Ma i primi cristiani erano santi oppure no?
Liturgia eucaristica in cattedrale del 1 novembre
01-11-2015

La mattina di domenica 1 novembre, nel giorno in cui la Chiesa celebra la solennità di Tutti i Santi, il vescovo ha presieduto la liturgia eucaristica in cattedrale.

Se vi chiedessi chi sono i santi della parrocchia del Duomo, la risposta ovvia è: i santi Ilario e Taziano. E se vi domandassi chi sono i santi delle parrocchie vicine, la risposta sarebbe altrettanto facile: S. Rocco, S. Anna.
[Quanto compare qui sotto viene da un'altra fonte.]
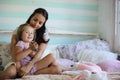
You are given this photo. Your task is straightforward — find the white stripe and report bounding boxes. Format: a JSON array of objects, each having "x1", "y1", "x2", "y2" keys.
[
  {"x1": 0, "y1": 17, "x2": 97, "y2": 27},
  {"x1": 43, "y1": 0, "x2": 98, "y2": 5},
  {"x1": 0, "y1": 17, "x2": 26, "y2": 25},
  {"x1": 0, "y1": 4, "x2": 38, "y2": 13},
  {"x1": 47, "y1": 8, "x2": 98, "y2": 16},
  {"x1": 46, "y1": 20, "x2": 97, "y2": 27},
  {"x1": 0, "y1": 5, "x2": 98, "y2": 16}
]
S. Ignazio… Ma siamo sicuri che è proprio così?

Se andiamo a leggere le lettere di Paolo, in particolare le prime parole dove si rivolge ai destinatari e le ultime righe che contengono i saluti, ci accorgiamo che l’apostolo si esprime così: “scrivo ai santi che sono a Corinto, ai santi che sono a Efeso, ai santi che vivono a Filippi” e alla fine delle lettere: “vi salutano i santi che sono in casa di Cesare, salutate i santi che si radunano nella casa dei Nereo e di sua sorella Olimpas, ecc.”. San Paolo scrive ai santi? Sembra una cosa strana. Come se facessi la predica rivolgendomi ai santi Ilario e Taziano… Ma chi sono questi santi cui Paolo si rivolge, persone a cui indirizza le sue lettere, uomini e donne cui porge i suoi saluti? Sì, sono proprio i cristiani, i componenti delle diverse comunità. Si chiamavano tra loro santi. Come mai?
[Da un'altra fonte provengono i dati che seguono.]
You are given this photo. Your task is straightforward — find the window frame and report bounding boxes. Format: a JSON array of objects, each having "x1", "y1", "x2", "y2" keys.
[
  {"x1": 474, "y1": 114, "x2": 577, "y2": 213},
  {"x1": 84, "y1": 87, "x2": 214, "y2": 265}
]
Qualcuno potrebbe dire: per forza, erano i primi cristiani, gente che in qualche caso aveva conosciuto direttamente Gesù, appartenevano a comunità guidate non da un vescovo o da un parroco qualsiasi, ma dagli apostoli. Cristiani della prima ora, quindi ancora pieni di entusiasmo. Comunità vivaci e piene di fede, di speranza e di carità e non le nostre comunità spesso un po’ spente e scoraggiate. E’ ovvio che i primi cristiani fossero tutti santi…

Ma se poi andate a leggere le lettere di Paolo inviate a questi “santi”, si scopre che tra di loro c’era gente con comportamenti immorali, che le stesse comunità erano spesso divise tra di loro, c’erano cristiani che commettevano ingiustizie verso gli altri, cristiani ricchi che disprezzavano i poveri, chiese divise tra presunti forti e altri deboli… Insomma, le lettere di Paolo e non solo, pur indirizzate ai ”santi” sono piene di richiami e qualche volta anche di rimproveri duri…
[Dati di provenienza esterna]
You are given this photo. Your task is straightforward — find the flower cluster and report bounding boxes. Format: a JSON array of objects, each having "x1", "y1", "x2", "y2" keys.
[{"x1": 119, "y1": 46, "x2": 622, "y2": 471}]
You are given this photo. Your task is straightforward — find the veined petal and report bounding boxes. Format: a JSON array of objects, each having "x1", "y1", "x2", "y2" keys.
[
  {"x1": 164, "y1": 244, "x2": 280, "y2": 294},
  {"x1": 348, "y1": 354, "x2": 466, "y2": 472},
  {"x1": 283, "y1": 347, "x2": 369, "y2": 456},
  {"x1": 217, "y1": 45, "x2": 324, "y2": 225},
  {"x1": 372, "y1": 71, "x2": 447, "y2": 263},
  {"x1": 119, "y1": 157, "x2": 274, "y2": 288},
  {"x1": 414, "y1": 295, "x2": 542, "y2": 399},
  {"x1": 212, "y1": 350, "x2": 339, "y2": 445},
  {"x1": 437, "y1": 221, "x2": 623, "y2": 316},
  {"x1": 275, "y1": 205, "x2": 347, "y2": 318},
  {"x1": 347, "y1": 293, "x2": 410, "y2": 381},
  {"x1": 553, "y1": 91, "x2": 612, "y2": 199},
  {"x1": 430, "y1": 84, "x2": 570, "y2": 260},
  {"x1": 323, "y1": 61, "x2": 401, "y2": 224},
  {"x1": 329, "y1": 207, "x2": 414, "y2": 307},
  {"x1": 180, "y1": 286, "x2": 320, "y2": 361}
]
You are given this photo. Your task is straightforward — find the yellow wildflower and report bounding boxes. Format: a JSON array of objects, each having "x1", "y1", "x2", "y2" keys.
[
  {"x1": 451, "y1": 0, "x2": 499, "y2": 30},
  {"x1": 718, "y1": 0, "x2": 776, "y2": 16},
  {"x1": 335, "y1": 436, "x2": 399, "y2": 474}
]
Ma allora i primi cristiani erano santi oppure no? O si erano illusi di essere santi e per fortuna si è poi presto cambiato il linguaggio e ora ci si rivolge ai cristiani chiamandoli al massimo “fedeli” o “fratelli e sorelle” e non certo “santi”? In realtà i primi cristiani erano semplicemente cristiani come noi, con gli stessi entusiasmi, generosità, impegni, … e con gli stessi peccati, pigrizie, lamentele, scoraggiamenti che abbiamo noi. Ma proprio perché cristiani sia loro che noi siamo santi.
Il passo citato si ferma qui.